Michael Johnson grew up surrounded by art; both his parents were painters and there were framed prints of Vermeer and Albert Pinkham Ryder hanging on the walls of his childhood home in Mosman. Leaving school at fourteen he worked at the Lintas agency, rambled around rural NSW on painting trips with close friend Brett Whiteley and studied at the Julian Ashton Art School and the National Art School in Sydney.

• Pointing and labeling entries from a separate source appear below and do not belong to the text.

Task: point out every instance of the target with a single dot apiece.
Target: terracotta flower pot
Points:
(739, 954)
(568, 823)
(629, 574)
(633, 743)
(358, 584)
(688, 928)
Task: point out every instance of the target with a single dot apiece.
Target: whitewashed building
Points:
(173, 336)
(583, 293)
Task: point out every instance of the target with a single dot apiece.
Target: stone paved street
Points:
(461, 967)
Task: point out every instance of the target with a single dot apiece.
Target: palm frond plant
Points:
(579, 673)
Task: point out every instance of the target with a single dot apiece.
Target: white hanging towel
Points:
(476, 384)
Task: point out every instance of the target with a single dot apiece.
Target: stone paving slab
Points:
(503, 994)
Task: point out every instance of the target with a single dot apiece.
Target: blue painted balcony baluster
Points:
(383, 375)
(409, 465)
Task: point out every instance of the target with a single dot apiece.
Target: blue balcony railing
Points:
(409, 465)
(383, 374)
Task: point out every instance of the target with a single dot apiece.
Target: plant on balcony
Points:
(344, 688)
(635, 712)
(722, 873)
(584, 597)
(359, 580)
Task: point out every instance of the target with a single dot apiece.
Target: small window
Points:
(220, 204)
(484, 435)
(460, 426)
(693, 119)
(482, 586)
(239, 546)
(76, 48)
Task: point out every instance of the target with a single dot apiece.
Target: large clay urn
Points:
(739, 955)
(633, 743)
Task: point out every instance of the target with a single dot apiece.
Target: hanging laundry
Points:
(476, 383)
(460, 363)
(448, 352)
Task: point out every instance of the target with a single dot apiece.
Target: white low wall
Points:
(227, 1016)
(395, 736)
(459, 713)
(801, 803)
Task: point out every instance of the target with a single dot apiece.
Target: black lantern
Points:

In 1960, he decided to travel and departed by ship passing through Egypt, Greece and Italy on route to London. He met Whiteley in Florence and together they decided to travel to Bologna to visit the studio of the Italian still-life painter Giorgio Morandi. When he eventually arrived in London he spent the next seven years painting full time while also working as a studio assistant to the British sculptors Brian Wall and Anthony Caro.
Living in London, he immersed himself in the art world, meeting Francis Bacon, David Hockney, and Oskar Kokoschka. Unlike other Australian artists who found international success through figurative and semi-abstracted landscape, Johnson's European experience distilled his love of colour, space, and form into highly abstract works. Returning to Sydney in 1967, he contributed to a generational shift towards minimal geometric abstraction.
Mixing his own pigments and stretching his own frames, his minimal works eliminated recognisable imagery in favour of abstraction. Inspired by Italian painters, Brancusi's forms, Albers's drama, and Matisse's colour, his work was a uniquely Australian interpretation of a global shift away from representation.
Many of Johnson's large nocturnal and oceanic blue works evoke a personal memory of staring through the seawater on a dark night and marvelling at the phosphorescence and the bioluminescence of the organisms swimming in the sea.
Moving to New York in 1970, his work gradually embraced more texture and a palette identifiable with a ‘bush spectrum’. Interested in nature's diversity, he drew inspiration from various sources, including bird feathers, metallic colours, and natural patterns. Colour and light remained lifelong preoccupations, influencing every major shift in his work.